Okunoshima, also known as Rabbit Okunoshima, attracts thousands of bunny lovers each year. The friendly wild bunnies come right up to visitors in hopes of getting a snack and people go there just to feed them, and to feel the joy that comes with being surrounded by dozens of adorable bunnies. The island had become a popular weekend and day-trip getaway, Oddity Central reports.

While Okunoshima may be full of all that is cute, it wasn't always a pleasant place. It used to be used as a lethal gas production site for the Imperial Japanese Army from 1929 to 1945. This particular location was used as a chemical warfare production site because it was isolated and far enough from major cities like Tokyo in the event of a disaster, according to Amusing Planet.

The operation was top secret and not even residents or potential employees were told about what the plant was creating. Okunoshima was even taken off of maps for the 16 year period. Not many knew that over 6,000 tons of about 5 types of poison gas were made on this island during that time.

When the war ended, documents from the plant were burned and the gas was disposed of. Visitors can still see signs of the gas production as there are still ruins of factories on the island. There is also a Poison Gas Museum on the island which opened in 1988.

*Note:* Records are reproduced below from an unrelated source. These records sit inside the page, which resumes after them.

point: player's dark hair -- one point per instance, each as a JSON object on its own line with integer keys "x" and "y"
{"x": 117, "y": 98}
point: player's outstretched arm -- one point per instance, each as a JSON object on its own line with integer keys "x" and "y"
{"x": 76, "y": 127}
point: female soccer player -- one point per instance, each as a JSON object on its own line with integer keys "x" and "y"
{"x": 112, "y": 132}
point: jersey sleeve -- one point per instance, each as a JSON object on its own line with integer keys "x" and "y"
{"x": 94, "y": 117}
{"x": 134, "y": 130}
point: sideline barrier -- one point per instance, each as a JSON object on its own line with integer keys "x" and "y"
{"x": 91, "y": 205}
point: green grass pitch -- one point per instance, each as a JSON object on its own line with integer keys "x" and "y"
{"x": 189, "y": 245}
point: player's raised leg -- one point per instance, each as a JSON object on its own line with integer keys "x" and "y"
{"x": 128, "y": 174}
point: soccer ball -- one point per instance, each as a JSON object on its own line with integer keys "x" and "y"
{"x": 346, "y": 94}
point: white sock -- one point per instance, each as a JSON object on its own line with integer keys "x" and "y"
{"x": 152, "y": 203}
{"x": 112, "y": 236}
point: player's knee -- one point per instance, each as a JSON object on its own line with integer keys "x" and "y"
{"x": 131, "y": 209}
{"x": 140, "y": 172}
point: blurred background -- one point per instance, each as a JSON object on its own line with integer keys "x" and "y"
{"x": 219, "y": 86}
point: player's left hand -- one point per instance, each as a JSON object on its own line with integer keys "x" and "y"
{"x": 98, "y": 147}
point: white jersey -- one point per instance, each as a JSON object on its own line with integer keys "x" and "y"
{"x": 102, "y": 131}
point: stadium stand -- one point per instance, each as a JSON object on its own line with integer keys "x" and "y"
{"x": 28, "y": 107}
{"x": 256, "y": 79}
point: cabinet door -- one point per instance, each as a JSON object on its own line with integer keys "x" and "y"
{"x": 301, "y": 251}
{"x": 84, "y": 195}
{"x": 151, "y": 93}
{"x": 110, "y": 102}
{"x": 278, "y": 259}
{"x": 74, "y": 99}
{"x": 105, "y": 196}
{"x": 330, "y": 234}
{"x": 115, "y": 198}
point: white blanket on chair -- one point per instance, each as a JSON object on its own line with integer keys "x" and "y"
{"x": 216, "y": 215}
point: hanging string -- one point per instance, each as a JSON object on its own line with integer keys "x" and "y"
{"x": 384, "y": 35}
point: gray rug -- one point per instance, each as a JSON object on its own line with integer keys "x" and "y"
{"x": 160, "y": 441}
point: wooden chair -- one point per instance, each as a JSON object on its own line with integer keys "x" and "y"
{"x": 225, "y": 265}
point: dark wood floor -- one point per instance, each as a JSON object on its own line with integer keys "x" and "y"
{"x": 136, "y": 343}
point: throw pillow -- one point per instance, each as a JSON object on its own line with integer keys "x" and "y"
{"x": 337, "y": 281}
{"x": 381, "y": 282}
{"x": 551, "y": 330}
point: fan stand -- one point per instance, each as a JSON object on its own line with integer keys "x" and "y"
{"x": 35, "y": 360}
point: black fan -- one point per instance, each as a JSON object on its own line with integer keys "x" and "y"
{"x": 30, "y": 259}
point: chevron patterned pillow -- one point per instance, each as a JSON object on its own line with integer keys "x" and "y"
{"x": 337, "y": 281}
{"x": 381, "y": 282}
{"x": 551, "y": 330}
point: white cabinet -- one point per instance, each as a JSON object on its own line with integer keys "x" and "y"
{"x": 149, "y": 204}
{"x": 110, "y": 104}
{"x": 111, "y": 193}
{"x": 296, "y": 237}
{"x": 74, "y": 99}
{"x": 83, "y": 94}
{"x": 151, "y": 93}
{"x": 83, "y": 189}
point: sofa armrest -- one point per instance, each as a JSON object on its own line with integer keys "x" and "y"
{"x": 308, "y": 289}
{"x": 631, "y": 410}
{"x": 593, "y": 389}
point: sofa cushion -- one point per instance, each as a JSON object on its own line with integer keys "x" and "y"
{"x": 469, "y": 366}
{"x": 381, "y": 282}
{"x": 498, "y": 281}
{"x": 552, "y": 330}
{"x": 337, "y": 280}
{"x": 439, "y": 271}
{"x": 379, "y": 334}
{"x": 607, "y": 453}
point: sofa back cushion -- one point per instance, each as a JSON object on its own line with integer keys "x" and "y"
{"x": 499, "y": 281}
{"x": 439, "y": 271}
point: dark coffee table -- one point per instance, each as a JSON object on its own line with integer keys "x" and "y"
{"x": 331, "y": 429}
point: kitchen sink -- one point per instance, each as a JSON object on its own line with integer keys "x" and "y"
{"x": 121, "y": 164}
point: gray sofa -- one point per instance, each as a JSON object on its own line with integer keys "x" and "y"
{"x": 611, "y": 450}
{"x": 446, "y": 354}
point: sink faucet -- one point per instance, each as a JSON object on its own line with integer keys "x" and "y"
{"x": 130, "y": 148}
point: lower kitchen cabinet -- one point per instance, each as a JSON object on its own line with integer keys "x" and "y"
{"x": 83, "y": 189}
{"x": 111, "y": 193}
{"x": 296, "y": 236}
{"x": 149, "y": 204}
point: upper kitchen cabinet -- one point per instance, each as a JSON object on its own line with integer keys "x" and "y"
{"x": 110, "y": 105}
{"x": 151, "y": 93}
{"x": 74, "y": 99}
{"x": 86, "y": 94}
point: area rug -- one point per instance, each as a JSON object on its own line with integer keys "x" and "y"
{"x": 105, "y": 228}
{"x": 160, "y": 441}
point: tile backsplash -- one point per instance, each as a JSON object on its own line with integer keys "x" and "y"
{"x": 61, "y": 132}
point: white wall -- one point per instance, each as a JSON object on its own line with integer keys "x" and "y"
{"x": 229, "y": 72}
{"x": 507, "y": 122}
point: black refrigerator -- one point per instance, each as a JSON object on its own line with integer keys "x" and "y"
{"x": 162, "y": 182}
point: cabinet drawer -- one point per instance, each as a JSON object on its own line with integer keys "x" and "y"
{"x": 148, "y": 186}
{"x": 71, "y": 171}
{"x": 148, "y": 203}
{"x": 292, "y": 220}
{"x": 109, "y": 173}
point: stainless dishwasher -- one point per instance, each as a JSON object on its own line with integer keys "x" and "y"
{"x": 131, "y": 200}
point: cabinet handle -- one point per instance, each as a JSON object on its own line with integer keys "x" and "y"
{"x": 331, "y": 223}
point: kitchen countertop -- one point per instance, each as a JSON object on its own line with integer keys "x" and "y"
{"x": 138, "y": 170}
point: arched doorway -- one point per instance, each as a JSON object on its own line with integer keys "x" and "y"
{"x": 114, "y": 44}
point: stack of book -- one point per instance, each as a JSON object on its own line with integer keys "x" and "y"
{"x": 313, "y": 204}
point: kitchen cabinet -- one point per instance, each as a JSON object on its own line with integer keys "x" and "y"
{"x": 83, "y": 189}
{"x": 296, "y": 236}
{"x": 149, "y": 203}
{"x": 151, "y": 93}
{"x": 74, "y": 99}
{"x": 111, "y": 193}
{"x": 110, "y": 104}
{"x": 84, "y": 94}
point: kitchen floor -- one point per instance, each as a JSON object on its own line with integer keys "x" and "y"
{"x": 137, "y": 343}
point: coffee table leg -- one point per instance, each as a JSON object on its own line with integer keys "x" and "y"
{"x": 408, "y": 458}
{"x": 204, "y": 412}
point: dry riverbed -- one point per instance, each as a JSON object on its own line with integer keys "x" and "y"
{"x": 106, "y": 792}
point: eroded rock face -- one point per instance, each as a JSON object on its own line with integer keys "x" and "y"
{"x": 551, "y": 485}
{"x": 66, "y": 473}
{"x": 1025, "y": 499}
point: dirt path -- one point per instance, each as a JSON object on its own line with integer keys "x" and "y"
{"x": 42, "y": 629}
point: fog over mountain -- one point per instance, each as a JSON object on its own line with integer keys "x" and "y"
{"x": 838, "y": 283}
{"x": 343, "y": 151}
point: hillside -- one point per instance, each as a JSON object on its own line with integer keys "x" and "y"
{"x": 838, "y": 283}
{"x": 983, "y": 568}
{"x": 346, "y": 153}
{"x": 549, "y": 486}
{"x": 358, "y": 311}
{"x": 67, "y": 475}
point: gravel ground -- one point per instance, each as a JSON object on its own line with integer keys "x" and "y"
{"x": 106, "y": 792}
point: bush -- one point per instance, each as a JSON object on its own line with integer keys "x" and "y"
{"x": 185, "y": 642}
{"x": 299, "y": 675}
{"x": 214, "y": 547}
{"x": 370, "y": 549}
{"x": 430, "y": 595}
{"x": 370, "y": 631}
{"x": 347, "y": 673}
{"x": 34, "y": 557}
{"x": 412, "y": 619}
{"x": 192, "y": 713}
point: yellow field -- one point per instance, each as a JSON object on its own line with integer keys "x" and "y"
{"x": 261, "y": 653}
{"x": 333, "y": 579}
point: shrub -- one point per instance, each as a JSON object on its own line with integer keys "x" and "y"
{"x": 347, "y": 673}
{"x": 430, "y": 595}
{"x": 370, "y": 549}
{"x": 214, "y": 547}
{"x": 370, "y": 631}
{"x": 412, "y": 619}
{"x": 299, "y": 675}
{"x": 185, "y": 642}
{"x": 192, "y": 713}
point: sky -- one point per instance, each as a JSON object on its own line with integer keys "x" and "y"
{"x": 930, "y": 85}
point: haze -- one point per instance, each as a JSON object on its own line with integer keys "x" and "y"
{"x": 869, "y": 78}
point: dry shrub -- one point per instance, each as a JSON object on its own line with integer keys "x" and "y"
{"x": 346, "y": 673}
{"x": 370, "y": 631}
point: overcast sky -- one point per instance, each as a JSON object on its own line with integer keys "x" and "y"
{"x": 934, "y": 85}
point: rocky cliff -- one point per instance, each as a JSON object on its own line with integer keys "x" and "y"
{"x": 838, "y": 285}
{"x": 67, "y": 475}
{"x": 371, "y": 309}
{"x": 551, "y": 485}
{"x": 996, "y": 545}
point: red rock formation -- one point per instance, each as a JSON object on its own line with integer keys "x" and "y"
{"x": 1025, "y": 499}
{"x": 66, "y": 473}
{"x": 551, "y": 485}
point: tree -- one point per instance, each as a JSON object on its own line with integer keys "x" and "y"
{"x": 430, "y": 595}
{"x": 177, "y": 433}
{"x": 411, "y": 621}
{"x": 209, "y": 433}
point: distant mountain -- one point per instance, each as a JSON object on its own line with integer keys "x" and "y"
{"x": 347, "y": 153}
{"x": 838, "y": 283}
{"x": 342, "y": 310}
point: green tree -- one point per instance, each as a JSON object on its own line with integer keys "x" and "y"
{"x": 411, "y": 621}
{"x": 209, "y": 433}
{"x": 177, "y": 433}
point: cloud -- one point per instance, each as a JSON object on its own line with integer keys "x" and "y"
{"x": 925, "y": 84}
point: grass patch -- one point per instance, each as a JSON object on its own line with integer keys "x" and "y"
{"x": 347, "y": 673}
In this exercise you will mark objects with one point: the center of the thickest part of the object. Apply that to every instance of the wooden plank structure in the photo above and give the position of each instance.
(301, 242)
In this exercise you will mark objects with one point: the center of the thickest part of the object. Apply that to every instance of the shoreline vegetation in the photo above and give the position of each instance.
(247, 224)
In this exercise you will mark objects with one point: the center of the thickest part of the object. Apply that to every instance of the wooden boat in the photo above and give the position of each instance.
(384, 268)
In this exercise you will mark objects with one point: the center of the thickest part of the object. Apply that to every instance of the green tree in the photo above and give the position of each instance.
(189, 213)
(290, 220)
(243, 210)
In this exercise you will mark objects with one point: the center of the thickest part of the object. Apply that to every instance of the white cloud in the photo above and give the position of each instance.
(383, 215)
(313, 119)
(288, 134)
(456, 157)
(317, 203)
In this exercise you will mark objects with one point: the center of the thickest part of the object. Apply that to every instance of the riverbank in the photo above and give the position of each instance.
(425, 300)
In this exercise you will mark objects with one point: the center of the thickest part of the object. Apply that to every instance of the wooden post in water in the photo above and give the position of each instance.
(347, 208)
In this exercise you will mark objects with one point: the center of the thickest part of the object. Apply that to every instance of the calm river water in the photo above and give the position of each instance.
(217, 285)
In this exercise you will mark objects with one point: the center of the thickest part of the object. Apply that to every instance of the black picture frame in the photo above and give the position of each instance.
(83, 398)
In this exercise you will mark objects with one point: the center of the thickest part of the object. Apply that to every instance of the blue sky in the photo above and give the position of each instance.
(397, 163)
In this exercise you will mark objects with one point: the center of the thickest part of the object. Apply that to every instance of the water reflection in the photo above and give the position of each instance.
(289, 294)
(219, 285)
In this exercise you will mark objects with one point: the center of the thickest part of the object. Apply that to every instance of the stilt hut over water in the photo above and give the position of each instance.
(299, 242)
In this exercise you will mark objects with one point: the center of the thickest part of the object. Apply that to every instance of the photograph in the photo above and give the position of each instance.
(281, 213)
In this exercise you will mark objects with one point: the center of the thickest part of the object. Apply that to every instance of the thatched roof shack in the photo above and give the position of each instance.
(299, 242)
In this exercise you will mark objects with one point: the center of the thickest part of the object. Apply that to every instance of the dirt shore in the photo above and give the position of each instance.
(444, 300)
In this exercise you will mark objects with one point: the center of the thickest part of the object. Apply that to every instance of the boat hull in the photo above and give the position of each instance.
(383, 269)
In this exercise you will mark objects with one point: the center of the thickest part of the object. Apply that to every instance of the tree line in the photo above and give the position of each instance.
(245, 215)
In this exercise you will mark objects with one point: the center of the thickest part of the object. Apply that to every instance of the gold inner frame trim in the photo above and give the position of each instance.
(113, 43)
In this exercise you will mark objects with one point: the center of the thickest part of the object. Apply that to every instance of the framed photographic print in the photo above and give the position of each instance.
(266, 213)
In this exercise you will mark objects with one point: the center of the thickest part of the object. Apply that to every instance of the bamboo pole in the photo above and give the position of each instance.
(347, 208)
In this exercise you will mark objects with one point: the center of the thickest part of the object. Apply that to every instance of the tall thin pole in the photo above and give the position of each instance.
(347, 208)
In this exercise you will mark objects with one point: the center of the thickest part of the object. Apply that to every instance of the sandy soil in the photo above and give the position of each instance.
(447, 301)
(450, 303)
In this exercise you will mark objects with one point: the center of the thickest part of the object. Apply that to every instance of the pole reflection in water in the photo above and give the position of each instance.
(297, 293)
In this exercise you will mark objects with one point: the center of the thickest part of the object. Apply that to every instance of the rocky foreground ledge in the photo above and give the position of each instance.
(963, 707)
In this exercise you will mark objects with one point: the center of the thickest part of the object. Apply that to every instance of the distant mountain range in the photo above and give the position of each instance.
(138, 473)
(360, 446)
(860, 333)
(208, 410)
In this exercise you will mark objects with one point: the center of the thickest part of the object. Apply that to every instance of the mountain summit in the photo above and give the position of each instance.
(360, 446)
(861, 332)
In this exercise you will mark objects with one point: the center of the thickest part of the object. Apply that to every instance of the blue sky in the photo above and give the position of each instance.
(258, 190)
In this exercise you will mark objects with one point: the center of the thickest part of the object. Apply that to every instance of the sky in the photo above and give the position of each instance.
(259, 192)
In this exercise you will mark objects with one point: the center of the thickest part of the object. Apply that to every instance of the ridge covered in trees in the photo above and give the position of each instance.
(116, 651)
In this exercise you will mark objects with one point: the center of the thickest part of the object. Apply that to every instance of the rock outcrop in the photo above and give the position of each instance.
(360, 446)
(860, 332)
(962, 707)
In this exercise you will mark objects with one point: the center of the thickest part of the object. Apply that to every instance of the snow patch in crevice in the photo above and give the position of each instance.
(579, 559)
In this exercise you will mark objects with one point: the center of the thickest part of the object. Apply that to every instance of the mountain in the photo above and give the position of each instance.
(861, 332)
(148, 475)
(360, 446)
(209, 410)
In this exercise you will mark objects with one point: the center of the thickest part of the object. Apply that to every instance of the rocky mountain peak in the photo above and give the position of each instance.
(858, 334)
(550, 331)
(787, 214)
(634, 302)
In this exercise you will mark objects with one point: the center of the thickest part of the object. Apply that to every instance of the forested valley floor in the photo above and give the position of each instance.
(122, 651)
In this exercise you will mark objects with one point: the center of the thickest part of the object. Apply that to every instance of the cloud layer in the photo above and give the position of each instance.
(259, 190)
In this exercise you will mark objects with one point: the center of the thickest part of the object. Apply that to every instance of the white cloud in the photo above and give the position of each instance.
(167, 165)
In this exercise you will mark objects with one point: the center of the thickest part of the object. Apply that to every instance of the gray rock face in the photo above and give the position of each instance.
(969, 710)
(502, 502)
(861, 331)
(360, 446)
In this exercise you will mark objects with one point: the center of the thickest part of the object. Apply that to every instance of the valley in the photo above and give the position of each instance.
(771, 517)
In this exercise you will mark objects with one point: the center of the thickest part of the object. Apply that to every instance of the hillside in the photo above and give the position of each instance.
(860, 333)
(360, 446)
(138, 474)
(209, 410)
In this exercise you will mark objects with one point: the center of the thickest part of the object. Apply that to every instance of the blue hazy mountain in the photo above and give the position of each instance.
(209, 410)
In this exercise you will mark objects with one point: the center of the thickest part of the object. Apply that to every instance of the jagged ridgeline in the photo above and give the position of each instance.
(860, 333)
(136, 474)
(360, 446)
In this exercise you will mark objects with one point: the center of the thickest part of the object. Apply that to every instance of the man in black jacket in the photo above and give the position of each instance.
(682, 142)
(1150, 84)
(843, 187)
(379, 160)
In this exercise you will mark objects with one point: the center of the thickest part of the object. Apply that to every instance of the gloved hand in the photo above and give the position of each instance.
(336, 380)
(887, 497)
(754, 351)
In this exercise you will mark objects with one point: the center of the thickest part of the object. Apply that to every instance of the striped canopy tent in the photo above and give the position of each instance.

There are many theories about how the rabbits got to the island. Some believe they were brought there during World War II so the poison gases could be tested on them. Workers are believed to have let the animals go when the war was over.

Another theory is that a group on children on a school trip brought eight bunnies to the island in 1971. No matter what the reason was, it didn't take long for the rabbits to reproduce as flood the island with their kind. There are now hundreds of bunnies on the island.